He llegado a la conclusión que los fines de semana, cuanto mas intensos, mas críticos son luego.
Todos los fines de semana realizamos alguna actividad con amigos del cole o con amigos de la urba. Actividades no habituales, divertidas, y que nos permiten conocernos mas como familia.

Hace unas semanas, el fin de semana fue intensísimo. El viernes, como viene siendo habitual, cenamos en “El Oliva”. Debo destacar lo que a mis sépoles les gusta cenar y comer en los bares.
El sábado participamos en el Arte Fiesta. Se trata de un desfile que organizan empresas del sector de trajes de moros y cristianos para dar a conocerlos. Hemos salido con la empresa de la tía Eva y nos lo hemos pasado en grande. Ha sido un lujo llevar los trajes de moros tan bonitos y brillantes. Hasta gran sépoles ha salido en lo alto de una carroza de capitán.
Aprovechando que hemos salido en el periódico, lo he comprado para guardarlos para la caja de recuerdos.img_20161025_222145
Como gusta a mis sépoles veros importantes.
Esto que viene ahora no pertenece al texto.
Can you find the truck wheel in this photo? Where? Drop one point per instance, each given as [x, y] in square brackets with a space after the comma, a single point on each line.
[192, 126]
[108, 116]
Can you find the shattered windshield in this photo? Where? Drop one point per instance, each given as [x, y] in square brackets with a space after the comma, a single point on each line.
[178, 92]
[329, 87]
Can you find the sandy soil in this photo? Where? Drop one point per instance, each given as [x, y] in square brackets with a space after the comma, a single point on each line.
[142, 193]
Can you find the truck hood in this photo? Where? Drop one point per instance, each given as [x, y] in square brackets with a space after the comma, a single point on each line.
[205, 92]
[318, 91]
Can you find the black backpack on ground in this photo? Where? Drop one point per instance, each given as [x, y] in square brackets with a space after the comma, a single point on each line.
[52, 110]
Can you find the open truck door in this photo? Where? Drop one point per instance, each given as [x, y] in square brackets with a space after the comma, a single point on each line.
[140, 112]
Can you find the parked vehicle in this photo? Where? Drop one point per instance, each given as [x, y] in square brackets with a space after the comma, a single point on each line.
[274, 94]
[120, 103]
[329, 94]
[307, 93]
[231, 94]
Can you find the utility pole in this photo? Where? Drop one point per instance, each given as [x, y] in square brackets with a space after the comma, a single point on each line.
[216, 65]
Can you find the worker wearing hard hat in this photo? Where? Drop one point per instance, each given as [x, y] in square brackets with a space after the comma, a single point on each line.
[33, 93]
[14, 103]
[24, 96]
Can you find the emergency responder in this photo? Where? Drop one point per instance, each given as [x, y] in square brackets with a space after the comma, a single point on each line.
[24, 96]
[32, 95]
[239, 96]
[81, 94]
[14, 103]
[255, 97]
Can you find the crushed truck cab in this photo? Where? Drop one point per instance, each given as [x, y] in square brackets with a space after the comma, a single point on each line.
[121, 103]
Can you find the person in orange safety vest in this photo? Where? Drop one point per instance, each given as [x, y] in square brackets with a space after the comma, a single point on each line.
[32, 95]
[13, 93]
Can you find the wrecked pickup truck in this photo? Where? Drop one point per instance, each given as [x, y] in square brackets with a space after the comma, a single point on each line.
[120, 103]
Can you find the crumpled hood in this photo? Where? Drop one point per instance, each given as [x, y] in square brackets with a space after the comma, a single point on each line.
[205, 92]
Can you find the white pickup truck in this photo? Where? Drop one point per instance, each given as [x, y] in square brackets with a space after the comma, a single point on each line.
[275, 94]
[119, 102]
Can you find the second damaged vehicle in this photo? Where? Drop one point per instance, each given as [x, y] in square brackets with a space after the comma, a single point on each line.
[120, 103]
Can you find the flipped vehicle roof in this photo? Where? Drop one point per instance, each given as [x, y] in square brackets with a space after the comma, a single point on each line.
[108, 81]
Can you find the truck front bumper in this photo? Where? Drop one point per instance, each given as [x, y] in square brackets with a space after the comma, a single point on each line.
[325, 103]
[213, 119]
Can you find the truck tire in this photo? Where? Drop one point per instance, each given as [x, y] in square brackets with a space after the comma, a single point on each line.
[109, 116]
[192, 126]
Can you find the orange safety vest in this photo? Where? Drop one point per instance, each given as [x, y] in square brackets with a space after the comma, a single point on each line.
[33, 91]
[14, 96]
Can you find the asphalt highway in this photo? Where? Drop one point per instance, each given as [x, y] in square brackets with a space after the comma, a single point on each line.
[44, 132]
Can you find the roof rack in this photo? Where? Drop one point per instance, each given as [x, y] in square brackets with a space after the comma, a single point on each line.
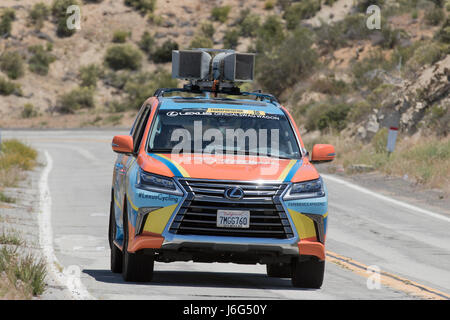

No hay nada mejor para un madre que ver brillar los ojos de sus hijos y eso vi yo esa noche. Vi a mis sépoles pasarlo genial, disfrutar repartiendo caramelos y echando confetis, saludando a la gente que conocían y sobre todo, dirivéntodoos. Hay personas y niños que cuesta mucho que algo les ilusione y no es el caso de mis sépoles que a cualquier situación le sacan el máximo provecho.
Con las caras maquilladas, llenas de purpurina nos fuimos a cenar y a dormir rápido porque llegaba el domingo y nos íbamos a una visita a ver panales de abejas.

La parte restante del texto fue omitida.